Sure, it's theoretically possible to make everything always compatible with everything. In which case you get another problem: bloat.

The end result is that "data-driven design" leads to one of three roads: limited variability despite unlimited content, incompatibility, or bloat. Often it leads down all of these roads in various amounts, but if you're doing a one-player game, it's usually primarily limited variability.

There's nothing fundamentally wrong with this. All games have limited variability. In fact, those limits are often what drive the game to be razor-sharp and great, rather than a mushy mash of media.

Still, data-driven is not the only solution. It's very efficient for games of a specific size at the moment, but for games which are small or quite large, it's not very efficient. Too much overhead, or too many limitations.

The most efficient solution, for larger games, is probably algorithmic generation. Instead of being "data-driven", you're exactly the opposite: your algorithms spontaneously generate your data. Depending on what sort of game you're creating, the difficulty here varies from insanely difficult to merely somewhat obnoxious. For example, it's not too incredibly obnoxious for Civilization's worlds, cultures, and NPC gameplay to be "emergent" rather than carefully scripted. That part of the game is algorithmically generated, not "data-driven". On the other hand, the actual tiles of the map (jungle, ruins, etc) are "data-driven", because it's nearly impossible to create an algorithm which can generate as meaningful a set of terrain tiles.

The tiles are data, the placement algorithms are algorithms. Is this data-driven design? How about the AI? It's algorithmic, but it has to know about the usefulness of any given tile. That's pretty clearly algorithmic, with very little in the way of being data-driven. The tech tree? Entirely data-driven.

See, it all depends on the depth your creation needs to contain. Few people complain too much that the AI in civilization doesn't act like real countries do. Aside from the fact that real countries have more than ten cities, nobody expects a game to model such a level of political complexity. So a simple model can create algorithmically generated gameplay, instead of having to carefully script each instant of every level. You don't need data on the level: just plug the countries in and let them chug. No data. Just algorithms.

But a quick jaunt over to the world of voice acting shows just the opposite: it's nearly impossible to algorithmically generate good voice acting. Even the best voice programs might sound realistic, but none of them can put as much emotional power in their voice as a good voice actor. At least, not without having every instant carefully controlled, in which case it would be easier to get a voice actor. This is an example of content that had damn well better be data-driven. No algorithms. Just data.

So, no, I don't think "data-driven" is the wave of the future. In fact, I think it's the wave of the past: I think algorithmic generation is becoming more powerful every year. The days of scripting a level are nearly done. In ten years, we'll just say what things should be in the level, and then our algorithms will build it for us.

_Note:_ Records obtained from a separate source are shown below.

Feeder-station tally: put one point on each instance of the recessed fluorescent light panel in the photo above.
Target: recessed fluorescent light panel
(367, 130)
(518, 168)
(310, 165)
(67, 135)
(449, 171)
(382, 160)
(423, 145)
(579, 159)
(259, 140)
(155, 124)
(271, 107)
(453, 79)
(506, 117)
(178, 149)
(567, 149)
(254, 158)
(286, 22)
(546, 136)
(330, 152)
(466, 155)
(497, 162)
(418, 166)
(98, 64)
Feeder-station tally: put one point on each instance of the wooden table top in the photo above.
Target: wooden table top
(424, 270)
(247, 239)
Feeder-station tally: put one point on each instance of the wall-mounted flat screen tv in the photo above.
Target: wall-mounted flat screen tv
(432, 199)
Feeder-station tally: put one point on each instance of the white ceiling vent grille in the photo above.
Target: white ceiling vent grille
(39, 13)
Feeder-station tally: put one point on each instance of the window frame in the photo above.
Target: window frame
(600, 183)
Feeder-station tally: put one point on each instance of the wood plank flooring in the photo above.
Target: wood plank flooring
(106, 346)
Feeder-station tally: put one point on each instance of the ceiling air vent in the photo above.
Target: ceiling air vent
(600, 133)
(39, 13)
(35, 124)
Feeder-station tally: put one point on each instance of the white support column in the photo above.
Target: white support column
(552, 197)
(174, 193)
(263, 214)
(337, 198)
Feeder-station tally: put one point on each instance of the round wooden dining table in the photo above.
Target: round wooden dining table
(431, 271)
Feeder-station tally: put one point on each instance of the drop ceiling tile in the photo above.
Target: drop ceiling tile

"Data-driven" design is very useful in many situations. But I don't consider those situations to be universal. Or anywhere near it.

2 comments:

Patrick said...

I totally agree, and I would even take it a step further: allow the AI to evolve the content-creation algorithms.

Craig Perko said...

Patrick: Have you ever tried it? That's functionally impossible! Our AI algorithms aren't just not advanced enough: they're not even in the right universe.

Maybe in fifty years...

Corvus: I don't know anything about your project, so this wasn't pointed at you. From your two-sentence explanation, it sounds like data-driven to me, but I don't know anything about it.

However, there's nothing wrong with data-driven. It's the right solution a lot of times. It's just that everyone seeems to be saying, "it's the solution!"